Examination of the heart and lungs is performed with point‐of‐care ultrasound (POCUS) instead of a stethoscope. 3
Beyond limiting exposure time in the unit, the staff are also instructed to minimise off‐duty social contacts to abate the risk of infection outside of the hospital. In addition, the ward's staff is divided into separate "capsules." Each capsule is made up of consistent medical, nursing and paramedical personnel that work at separate 12‐hour shifts. Shifts are changed without any physical interaction between the capsule personnel. In this manner, if one capsule member is accidentally infected, only the members of his or her capsule are required to enter preventive isolation (and not the entire staff).
2. SITUATION ROOM
We operate a situation room (SR) manned around‐the‐clock by a physician or a nurse. The SR is physically situated outside of the isolation unit and the staff manning it does not require the use of personal protective equipment (PPE). Patients' vital signs and medical follow‐up are transmitted from the isolation ward to the SR through multiple telecommunication channels and are continuously recorded using dedicated hardware and software. In addition, the SR is wired to other relevant units both inside and outside of the hospital for further assistance if needed.
3. TELEMEDICINE
Multiple telemedicine devices allow the staff to continuously monitor patients from the SR; therefore, further minimising SARS‐COV‐2 exposure. 4 The isolated COVID‐19 ward is interconnected with multiple cameras that broadcast video and sound to the SR. In addition, mobile sensors are attached to the patients, which wirelessly transmit vital signs to the SR via Wi‐Fi. A remote‐control mobile robot with a screen, microphone and camera can be remotely moved around the isolated ward allowing for an additional method of interactive communication with the patients.
4. PATIENT EXAMINATION
Because of the limitation posed by the use of PPE, the routine physical examination (PE) of COVID 19 patients is complex. Instead of a standard PE, we recommend appreciating the general condition of the patient, his/her cognitive status, speech flow, mobility level and (in mild to moderate cases) utilising POCUS of the heart and lungs.

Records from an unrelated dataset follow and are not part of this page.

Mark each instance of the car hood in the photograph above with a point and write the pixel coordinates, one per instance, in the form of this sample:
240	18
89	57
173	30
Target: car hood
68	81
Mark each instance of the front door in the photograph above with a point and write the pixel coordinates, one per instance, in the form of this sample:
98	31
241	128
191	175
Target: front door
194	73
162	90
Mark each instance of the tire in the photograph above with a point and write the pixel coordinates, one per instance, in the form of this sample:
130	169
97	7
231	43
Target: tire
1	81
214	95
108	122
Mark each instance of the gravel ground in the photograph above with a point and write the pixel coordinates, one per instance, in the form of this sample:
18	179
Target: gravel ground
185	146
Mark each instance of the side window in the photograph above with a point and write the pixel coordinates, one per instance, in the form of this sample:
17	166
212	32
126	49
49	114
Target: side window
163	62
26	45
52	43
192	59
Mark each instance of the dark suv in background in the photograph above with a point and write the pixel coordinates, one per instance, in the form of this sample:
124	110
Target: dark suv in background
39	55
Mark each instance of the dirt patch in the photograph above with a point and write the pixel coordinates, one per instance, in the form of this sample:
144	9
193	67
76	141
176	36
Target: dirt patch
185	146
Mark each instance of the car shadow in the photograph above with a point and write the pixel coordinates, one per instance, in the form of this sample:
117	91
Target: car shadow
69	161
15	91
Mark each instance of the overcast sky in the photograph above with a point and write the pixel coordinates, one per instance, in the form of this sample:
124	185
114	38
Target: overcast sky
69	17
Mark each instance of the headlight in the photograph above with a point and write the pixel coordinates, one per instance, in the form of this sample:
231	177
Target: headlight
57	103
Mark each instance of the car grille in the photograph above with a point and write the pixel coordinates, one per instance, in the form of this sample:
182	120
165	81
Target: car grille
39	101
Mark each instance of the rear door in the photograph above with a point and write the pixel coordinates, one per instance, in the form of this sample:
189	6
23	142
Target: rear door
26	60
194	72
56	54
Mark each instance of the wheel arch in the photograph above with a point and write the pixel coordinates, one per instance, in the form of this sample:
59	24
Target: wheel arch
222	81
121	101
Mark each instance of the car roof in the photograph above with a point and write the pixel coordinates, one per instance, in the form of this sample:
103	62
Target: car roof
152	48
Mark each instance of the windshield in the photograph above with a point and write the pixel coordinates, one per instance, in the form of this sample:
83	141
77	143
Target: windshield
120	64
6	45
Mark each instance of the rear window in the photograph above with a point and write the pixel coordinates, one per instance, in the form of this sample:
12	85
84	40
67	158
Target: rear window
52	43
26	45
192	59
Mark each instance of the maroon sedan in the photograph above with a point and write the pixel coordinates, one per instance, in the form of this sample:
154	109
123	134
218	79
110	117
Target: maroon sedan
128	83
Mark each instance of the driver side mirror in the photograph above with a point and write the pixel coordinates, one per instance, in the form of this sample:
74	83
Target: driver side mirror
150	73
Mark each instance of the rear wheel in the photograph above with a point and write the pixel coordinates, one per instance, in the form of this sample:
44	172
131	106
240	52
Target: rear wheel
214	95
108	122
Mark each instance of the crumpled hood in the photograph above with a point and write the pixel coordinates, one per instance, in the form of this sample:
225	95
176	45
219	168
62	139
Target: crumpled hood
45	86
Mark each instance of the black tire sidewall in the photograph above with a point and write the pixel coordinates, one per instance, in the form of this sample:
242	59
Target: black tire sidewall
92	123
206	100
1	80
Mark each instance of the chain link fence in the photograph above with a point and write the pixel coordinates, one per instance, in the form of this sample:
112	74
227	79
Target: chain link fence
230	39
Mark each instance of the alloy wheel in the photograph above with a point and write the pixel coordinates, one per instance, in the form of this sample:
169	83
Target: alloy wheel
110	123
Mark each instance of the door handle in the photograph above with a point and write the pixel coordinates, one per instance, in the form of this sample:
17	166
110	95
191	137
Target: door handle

5. INTER‐DISCIPLINARY APPROACH
The significance of inter‐disciplinary cooperation cannot be over‐emphasised. During rounds in the unit it is of utmost importance that physicians assist the nursing staff in their routine tasks: eg, measuring vital signs or feeding and bathing patients. A physiotherapist should be integrated into the team to perform respiratory and ambulatory physiotherapy. Involvement of a social worker is crucial for supportive conversations and psychological assistance for the patients and for daily updates with family members. 5 Daily multi‐disciplinary briefings and sharing of experiences are important for preventing emotional fatigue and preserving morale.
6. RESEARCH
We initiated several small‐scale studies in our isolated COVID‐19 ward. Extensive clinical data of the admitted COVID‐19 patients have been collected to evaluate possible associations with demographical and clinical characteristics. We also evaluated several compounds with minimal adverse effects which were recently reported to have possible positive effects on disease prognosis, such as zinc, vitamin C and N‐acetyl‐cysteine. 6 , 7
In conclusion, treating COVID‐19 patients creates unique clinical, organisational and logistic challenges. These challenges can be managed with minimal exposure of the medical staff to COVID‐19 patients without losing the therapeutic continuum by utilising various technologies. Notwithstanding, the basic concepts of internal medicine remain the same: high quality and compassionate treatment all the while minimising risk for the patients. More studies are needed to investigate the operation of isolation COVID‐19 wards at a larger scale, as well as the preparedness of regional and national health‐care systems for this pandemic.
DISCLOSURE
All authors declare no conflict of interest.
Iftach Sagy and Elli Rosenberg contributed equally.